How much does a normal change during a rotation?

Hi, I am still new here and have what sounds like should be a relatively simple question. I have a drawing that I can rotate, following the Discover Three.js book, by specifying arbitrary angles of rotation about the x, y, and z axes. In my application, I am rotating the entire Scene so that everything rotates together. Now, suppose I start out knowing a normal vector pointing along the X axis (1, 0, 0). Because it’s not an Object3D, it’s not part of the Scene and doesn’t rotate with everything else. After an arbitrary rotation, the Scene has a rotation value specified as Euler coordinates and a quaternion value specified as a Quaternion. How can I use one of those to know the new coordinates of my normal vector?

Is this a local vs. world coordinates question or a quaternion rotation question or something else? I suppose the normal vector, if it had rotated with the Scene, might still be pointing right along the (new) X axis in the Scene’s coordinate system. That’s pretty useless information to me. What I need to know are the x, y, z coordinates of a normal that would have rotated with the Scene.
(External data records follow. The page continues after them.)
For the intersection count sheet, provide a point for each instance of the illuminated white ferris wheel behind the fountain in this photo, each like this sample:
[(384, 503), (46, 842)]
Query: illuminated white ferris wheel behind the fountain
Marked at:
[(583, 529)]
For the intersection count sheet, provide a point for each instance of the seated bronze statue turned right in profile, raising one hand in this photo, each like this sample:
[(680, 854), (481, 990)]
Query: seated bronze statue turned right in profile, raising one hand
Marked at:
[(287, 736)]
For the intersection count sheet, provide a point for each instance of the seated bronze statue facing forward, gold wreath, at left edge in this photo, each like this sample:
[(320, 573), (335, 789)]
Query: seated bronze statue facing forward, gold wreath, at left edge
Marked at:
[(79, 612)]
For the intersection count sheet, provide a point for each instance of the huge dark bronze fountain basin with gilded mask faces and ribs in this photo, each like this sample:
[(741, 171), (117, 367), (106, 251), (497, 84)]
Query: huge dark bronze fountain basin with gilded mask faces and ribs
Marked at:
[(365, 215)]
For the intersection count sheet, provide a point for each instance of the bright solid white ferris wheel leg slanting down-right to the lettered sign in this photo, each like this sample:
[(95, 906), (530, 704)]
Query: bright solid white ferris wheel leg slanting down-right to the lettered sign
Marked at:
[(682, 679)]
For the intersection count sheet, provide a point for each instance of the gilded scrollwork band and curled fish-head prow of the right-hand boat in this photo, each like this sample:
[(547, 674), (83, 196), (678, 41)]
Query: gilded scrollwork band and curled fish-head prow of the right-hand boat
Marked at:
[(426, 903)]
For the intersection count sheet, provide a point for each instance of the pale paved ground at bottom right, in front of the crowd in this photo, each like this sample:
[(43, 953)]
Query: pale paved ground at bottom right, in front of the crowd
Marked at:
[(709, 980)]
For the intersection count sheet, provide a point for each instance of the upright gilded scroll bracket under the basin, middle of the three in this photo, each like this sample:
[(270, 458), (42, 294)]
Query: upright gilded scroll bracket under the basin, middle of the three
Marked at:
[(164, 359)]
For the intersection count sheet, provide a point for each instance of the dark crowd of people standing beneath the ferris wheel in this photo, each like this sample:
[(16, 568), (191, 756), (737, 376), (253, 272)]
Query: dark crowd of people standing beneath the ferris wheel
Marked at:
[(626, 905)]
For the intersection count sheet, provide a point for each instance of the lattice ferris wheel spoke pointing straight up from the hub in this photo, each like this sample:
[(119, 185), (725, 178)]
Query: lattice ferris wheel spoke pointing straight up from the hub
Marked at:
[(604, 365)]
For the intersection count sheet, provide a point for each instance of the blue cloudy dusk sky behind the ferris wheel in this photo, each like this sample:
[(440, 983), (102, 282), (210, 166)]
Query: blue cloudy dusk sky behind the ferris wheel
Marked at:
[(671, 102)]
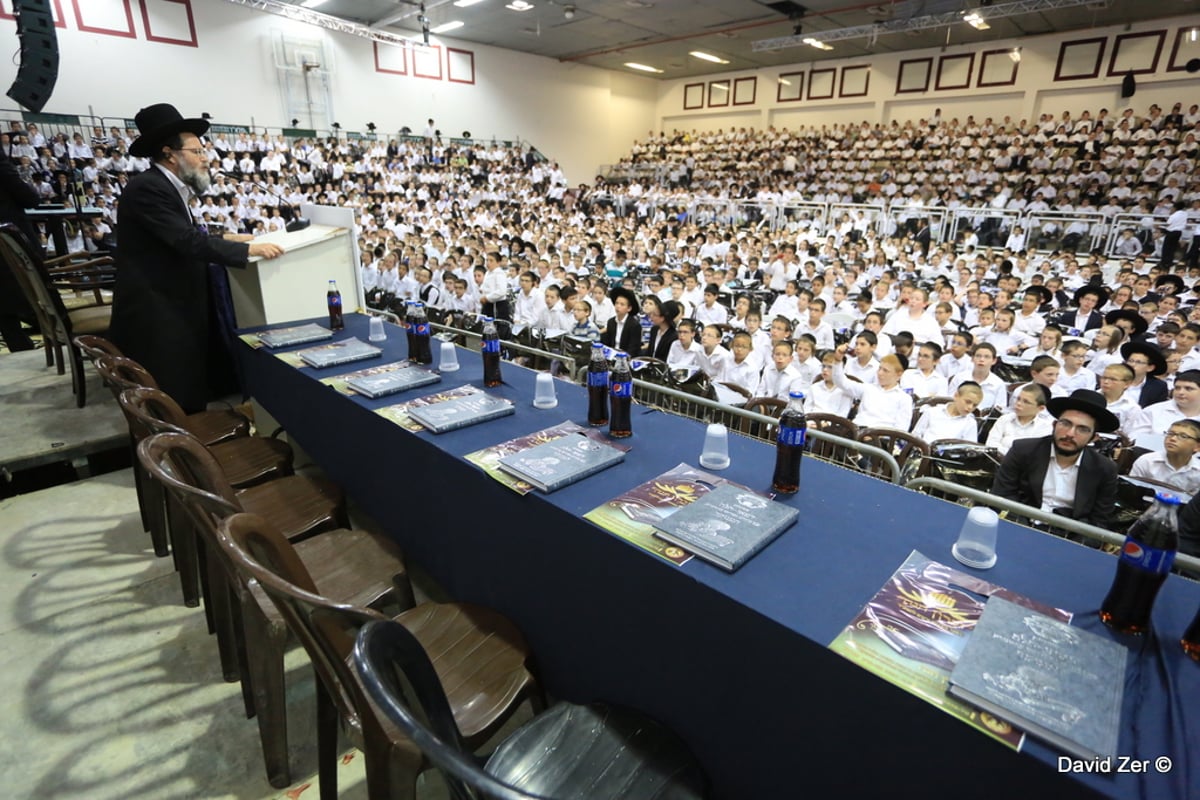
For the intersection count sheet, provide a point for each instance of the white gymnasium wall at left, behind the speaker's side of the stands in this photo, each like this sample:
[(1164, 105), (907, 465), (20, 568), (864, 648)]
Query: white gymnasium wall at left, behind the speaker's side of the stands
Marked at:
[(581, 116)]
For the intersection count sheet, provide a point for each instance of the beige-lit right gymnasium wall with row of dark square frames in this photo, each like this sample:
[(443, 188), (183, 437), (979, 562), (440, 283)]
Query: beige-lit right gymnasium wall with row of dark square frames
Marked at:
[(1036, 89)]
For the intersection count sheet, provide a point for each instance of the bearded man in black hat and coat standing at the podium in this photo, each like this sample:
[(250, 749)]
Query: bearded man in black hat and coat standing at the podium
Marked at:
[(164, 316)]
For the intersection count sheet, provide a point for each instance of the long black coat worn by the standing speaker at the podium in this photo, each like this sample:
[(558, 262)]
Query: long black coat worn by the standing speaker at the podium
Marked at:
[(161, 304)]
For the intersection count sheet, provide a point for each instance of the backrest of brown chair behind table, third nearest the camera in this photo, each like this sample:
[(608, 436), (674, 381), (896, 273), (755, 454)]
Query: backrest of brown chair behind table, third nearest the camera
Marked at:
[(187, 468)]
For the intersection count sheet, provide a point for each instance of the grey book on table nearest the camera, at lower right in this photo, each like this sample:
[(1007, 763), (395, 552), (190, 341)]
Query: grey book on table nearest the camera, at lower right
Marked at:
[(1060, 684)]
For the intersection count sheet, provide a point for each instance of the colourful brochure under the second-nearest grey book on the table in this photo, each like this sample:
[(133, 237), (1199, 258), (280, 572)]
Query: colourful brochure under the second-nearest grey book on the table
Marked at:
[(634, 515)]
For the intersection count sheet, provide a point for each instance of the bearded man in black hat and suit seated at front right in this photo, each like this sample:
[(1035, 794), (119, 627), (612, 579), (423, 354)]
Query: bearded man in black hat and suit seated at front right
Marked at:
[(1060, 473)]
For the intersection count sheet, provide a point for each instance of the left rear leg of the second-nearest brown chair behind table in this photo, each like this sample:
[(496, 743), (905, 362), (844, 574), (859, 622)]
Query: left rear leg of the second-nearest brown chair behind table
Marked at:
[(265, 649)]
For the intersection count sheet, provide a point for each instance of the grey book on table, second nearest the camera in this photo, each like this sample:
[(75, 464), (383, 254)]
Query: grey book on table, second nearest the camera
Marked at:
[(728, 526)]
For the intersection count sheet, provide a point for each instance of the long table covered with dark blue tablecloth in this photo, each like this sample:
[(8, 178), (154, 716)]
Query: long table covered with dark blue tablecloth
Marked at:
[(737, 664)]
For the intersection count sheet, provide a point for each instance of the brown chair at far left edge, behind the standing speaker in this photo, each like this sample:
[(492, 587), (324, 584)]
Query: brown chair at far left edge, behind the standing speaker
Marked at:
[(59, 327)]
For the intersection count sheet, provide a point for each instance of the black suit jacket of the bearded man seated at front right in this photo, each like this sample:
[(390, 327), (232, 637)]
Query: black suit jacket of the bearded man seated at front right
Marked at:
[(1025, 467)]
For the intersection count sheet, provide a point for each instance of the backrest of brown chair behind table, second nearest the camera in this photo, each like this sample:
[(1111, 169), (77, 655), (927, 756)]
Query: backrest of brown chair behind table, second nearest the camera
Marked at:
[(326, 629)]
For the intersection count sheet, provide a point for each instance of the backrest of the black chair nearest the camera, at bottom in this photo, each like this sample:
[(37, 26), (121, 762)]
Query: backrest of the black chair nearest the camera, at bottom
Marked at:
[(399, 677)]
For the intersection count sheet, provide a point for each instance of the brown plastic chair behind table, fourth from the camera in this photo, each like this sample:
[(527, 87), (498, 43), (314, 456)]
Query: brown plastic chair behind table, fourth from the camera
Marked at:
[(245, 462)]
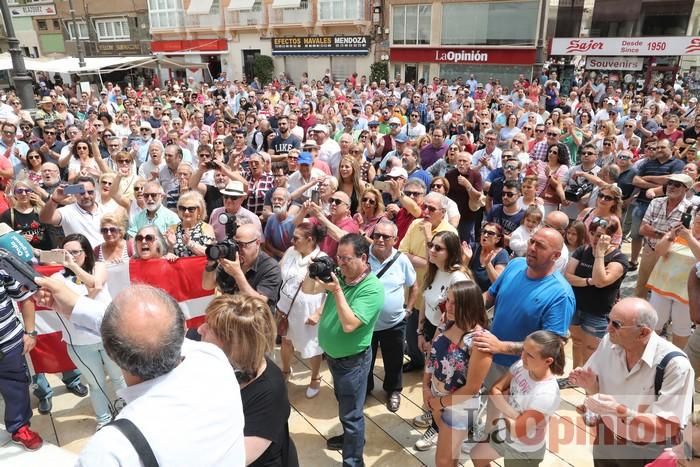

For a very simple example, if I rotate by 90 degrees about the Z axis, the old normal pointing along the X axis (1, 0, 0) would now be pointing along the Y axis (0, 1, 0). Sure, the Scene’s X and Y axes have probably changed, so that what I’m calling the Y axis is really the rotated X axis, but what I need is to know how the normal would have rotated in a fixed coordinate system that did not rotate along with the Scene. For simple rotations about a single axis, knowing how the normal changed should be pretty simple, but I’m guessing that arbitrary rotations about two or more axes will involve knowing what to do with the quaternion. But what?

And to be clear, the reason I need this is to implement clipping planes so that they “do the right thing” during, or at least after, a rotation. I.e, so the clipping planes rotate along with the Scene. In my current implementation, because a clipping pane is not an Object3D and not part of the scene, my clipping planes stay put in the original coordinate system rather than rotate with the scene, causing a quite undesirable effect by clipping where I don’t want them to.

Thanks for any advice you can offer.

Given you have the original orientation(srcV) and the final orientation(tgtV), you could use something like this to reorient the vector to the intended orientation.

let vec = new THREE.Vector3(1, 0, 0);
let qt = new THREE.Quaternion().setFromUnitVectors(srcV, tgtV);
vec.applyQuaternion(qt);

Many thanks for your reply, but I don’t think I know the final orientation vector. That’s kind-of what I’m looking for. All I have is a quaternion representing how the entire scene has rotated (or the equivalent Euler angles).

To be specific, what I am calling a “rotation” actually adjusts the Euler angles like this:

scene.rotation.x += <some arbitrary amount>
scene.rotation.y += <some other arbitrary amount>
scene.rotation.z += <ditto>

after which the scene has a new set of Euler angles (and a quaternion that somehow magically encodes the complete rotation change), but I don’t know how to go from an arbitrary change in Euler angles along all three axes (or the equivalent quaternion) to a change in unit vectors that started out pointing along the original X, Y, and Z axes before the scene was rotated.

Thanks for any additional insight anyone can shed onto this newbie.

If I understand that right seems like you have everything and all you need is vec.applyQuaternion(qt); where vec can be “the original X, Y, and Z axes” individually and qt is the “quaternion representing how the entire scene has rotated”.
A codepen/jsfiddle might help if that’s not what you are looking for :slight_smile: .

Yes indeed, you are correct. Thanks so much. I just needed a little help knowing how to use the quaternion. Meanwhile, I also learned I could use the localToWorld() method on my unit vectors. Thanks again.